3. Gem upgrades are part of Rails upgrades.

Rails 5.2 required newer versions of:

  • jquery-datatables-rails (2.2.3 → 3.4.0)
  • ajax-datatables-rails (0.3.1 → 0.4.3)
  • devise (4.2 → 4.7)
  • carrierwave (1.0 → 2.1)

Each gem upgrade brought its own breaking changes. You’re not just upgrading Rails—you’re upgrading the ecosystem.

4. Cookie/session issues are the worst to debug.

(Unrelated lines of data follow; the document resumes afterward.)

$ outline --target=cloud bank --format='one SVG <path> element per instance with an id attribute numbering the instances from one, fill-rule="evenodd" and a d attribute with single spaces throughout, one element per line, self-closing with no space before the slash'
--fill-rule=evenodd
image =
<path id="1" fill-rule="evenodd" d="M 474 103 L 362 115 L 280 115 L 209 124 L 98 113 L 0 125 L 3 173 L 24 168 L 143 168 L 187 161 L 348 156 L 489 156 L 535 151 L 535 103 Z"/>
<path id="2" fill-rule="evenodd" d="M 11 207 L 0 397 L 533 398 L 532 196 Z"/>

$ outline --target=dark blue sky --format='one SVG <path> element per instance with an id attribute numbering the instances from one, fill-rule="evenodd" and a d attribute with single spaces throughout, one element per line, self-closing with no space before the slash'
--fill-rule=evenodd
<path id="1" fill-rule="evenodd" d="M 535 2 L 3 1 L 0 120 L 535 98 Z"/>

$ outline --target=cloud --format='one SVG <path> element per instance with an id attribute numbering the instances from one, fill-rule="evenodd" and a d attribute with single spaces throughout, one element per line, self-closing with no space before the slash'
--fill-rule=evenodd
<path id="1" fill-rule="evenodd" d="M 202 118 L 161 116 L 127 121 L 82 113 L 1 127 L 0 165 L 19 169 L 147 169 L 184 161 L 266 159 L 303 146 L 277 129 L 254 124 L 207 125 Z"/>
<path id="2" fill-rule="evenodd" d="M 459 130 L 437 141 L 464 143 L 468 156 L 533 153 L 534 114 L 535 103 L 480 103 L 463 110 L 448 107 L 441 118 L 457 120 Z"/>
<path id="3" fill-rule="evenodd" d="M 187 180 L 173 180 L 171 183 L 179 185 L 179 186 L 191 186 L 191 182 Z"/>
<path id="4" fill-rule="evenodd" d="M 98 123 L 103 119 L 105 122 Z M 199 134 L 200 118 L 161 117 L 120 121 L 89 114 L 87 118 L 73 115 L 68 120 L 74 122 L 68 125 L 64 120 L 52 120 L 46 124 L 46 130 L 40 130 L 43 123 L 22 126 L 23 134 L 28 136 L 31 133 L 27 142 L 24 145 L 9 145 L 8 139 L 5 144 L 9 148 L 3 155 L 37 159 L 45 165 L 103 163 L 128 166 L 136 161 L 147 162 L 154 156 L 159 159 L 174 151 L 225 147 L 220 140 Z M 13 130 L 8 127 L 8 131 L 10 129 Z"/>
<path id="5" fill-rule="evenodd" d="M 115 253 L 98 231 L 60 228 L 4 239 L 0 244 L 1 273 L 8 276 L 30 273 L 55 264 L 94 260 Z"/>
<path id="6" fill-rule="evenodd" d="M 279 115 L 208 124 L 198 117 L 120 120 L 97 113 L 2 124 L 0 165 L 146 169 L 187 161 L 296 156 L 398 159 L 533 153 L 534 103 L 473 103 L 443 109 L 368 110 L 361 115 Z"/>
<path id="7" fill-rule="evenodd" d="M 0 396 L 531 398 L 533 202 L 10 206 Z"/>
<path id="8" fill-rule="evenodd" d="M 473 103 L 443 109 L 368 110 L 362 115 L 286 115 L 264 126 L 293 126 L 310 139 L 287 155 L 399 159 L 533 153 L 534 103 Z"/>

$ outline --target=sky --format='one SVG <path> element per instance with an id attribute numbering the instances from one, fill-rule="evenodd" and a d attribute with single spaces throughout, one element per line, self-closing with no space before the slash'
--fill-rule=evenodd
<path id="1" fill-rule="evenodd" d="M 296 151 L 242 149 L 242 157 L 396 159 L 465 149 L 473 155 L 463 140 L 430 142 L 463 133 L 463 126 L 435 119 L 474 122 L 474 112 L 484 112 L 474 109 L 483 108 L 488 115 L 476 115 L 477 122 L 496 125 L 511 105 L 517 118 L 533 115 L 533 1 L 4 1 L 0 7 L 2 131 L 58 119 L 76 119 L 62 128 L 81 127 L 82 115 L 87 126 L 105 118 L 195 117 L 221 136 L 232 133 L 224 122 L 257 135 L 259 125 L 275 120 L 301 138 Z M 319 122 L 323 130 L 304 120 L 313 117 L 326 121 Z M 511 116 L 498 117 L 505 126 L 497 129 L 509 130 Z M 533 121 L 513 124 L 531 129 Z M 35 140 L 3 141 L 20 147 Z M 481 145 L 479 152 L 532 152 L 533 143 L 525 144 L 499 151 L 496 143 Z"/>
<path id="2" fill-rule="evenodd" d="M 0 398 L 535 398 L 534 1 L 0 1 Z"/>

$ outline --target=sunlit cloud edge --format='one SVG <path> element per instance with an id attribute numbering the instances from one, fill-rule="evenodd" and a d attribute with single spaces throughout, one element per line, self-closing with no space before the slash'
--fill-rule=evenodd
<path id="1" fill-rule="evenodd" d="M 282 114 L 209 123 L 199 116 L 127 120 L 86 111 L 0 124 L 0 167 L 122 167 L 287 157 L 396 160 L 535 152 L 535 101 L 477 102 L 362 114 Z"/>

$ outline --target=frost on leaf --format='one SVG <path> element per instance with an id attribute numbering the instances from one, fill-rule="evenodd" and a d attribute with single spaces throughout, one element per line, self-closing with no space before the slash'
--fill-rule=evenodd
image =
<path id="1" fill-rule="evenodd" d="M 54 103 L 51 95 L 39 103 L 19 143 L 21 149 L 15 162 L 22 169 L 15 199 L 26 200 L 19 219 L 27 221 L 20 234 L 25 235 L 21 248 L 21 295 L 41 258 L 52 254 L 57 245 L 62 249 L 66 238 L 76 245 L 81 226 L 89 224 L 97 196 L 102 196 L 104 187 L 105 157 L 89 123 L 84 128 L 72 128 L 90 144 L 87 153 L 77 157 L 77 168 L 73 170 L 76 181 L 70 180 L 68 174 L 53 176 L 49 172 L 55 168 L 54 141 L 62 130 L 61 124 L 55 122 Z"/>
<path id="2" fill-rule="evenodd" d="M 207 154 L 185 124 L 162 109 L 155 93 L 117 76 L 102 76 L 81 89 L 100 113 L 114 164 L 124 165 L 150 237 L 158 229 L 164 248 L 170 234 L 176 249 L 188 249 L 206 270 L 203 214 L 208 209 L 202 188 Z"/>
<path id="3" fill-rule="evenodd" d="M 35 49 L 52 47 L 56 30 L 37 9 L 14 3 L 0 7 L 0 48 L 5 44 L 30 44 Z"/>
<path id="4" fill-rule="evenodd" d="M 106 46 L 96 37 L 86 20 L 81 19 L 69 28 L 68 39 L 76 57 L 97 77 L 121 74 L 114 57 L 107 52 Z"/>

No stack trace. No error message. Just “it doesn’t work.” These issues require methodical elimination:

  • Check browser DevTools → Application → Cookies
  • Check browser DevTools → Network → Headers for CSRF tokens
  • Add byebug to controller actions to inspect session state
  • Test with CSRF protection disabled to isolate the issue

Next Steps

Rails 5.2 is now stable. All tests pass. Manual testing shows no obvious breakage.

Phase 4: Rails 5.2 → 6.0. This is where Zeitwerk (the new autoloader) enters. I expect namespace and constant loading issues.

Also on the radar:

  • Migrate remaining .css.scss references in gems/vendor code
  • Add integration tests for authentication flows
  • Audit all belongs_to associations—some might actually be required and shouldn’t be optional: true

Appendix: File Changes Summary

Time spent: ~8 hours (includes debugging, testing, iteration)

Tests: All passing (80% coverage)


This is part of an ongoing series documenting our Rails 4.2 → Rails 8 upgrade. The goal is to share the real costs and complexity of maintaining a Rails app through major version changes.